The van der Waals (vdW) heterostructures based on two-dimensional (2D) semiconducting materials have been thoroughly investigated with regard to practical applications. Recent studies on 2D materials have reignited attraction in the p–n junction, with promising potential for applications in both electronics and optoelectronics. 2D materials provide exceptional band structural diversity in p–n junction devices, which is rare in regular bulk semiconductors. In this article, we demonstrate a p–n diode based on multiheterostructure configuration, WTe₂–GaTe-ReSe₂–WTe₂, where WTe₂ acts as heterocontact with GaTe/ReSe₂ junction. Our devices with heterocontacts of WTe₂ showed excellent performance in electronic and optoelectronic characteristics as compared to contacts with basic metal electrodes. However, the highest rectification ratio was achieved up to ∼2.09 × 10⁶ with the lowest ideality factor of ∼1.23. Moreover, the maximum change in photocurrent (I_ph) is measured around 312 nA at V_ds = 0.5 V. The device showed a high responsivity (R) of 4.7 × 10⁴ m·AW^–1, maximum external quantum efficiency (EQE) of 2.49 × 10⁴ (%), and detectivity (D*) of 2.1 × 10¹¹ Jones at wavelength λ = 220 nm.
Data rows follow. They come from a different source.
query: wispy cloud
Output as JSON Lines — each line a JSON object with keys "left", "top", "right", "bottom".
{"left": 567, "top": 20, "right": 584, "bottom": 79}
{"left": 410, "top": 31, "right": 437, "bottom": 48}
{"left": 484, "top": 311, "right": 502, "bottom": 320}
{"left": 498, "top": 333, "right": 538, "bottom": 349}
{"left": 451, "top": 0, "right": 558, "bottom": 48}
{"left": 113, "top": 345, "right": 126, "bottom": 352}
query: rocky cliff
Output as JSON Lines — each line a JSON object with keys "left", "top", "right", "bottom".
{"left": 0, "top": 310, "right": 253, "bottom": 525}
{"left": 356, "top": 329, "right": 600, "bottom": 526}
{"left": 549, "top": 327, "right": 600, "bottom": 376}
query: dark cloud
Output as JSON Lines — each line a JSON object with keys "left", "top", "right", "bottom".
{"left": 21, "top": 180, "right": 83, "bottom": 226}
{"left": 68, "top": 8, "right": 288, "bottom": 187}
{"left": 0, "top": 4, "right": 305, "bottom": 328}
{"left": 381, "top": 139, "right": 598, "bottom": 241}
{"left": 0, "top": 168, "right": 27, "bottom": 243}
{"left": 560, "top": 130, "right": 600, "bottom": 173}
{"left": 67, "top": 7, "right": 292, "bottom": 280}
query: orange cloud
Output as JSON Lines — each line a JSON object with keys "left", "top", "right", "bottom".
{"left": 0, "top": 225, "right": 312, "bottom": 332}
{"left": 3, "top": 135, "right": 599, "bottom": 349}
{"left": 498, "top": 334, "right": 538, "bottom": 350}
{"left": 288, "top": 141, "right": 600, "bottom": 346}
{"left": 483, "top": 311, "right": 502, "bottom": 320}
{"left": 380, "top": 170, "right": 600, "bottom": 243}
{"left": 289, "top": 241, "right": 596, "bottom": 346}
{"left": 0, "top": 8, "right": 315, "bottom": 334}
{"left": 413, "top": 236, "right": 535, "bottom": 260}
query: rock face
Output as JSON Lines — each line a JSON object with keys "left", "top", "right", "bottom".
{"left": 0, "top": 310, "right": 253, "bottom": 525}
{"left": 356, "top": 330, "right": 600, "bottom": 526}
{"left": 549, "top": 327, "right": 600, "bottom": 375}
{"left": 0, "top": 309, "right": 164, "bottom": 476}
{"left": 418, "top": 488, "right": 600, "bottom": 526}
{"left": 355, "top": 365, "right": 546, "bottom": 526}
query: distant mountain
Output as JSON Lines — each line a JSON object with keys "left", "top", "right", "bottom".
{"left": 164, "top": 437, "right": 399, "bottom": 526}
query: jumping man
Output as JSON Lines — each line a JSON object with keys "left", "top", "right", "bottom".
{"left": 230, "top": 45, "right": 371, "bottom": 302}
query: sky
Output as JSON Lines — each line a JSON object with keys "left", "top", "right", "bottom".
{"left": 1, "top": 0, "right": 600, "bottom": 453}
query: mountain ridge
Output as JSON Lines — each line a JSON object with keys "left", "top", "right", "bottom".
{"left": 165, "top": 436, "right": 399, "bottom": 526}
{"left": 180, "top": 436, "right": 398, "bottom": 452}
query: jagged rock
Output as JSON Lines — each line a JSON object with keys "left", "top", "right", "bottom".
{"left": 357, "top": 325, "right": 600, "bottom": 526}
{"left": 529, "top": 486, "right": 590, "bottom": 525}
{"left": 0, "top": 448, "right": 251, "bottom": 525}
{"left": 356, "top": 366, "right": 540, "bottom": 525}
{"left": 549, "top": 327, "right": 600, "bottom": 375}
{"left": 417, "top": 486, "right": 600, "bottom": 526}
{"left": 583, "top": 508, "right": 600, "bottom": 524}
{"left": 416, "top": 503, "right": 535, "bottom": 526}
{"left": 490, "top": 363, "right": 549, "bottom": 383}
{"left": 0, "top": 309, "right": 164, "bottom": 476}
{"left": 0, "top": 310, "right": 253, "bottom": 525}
Further, we revealed the bipolar photoresponse mechanisms in WTe₂–GaTe-ReSe₂–WTe₂ devices due to band alignment at the interface, which can be modified by applying different gate voltages. Hence, our promising results render heterocontact engineering of the GaTe–ReSe₂ heterostructured diode as an excellent candidate for next-generation optoelectronic logic and neuromorphic computing.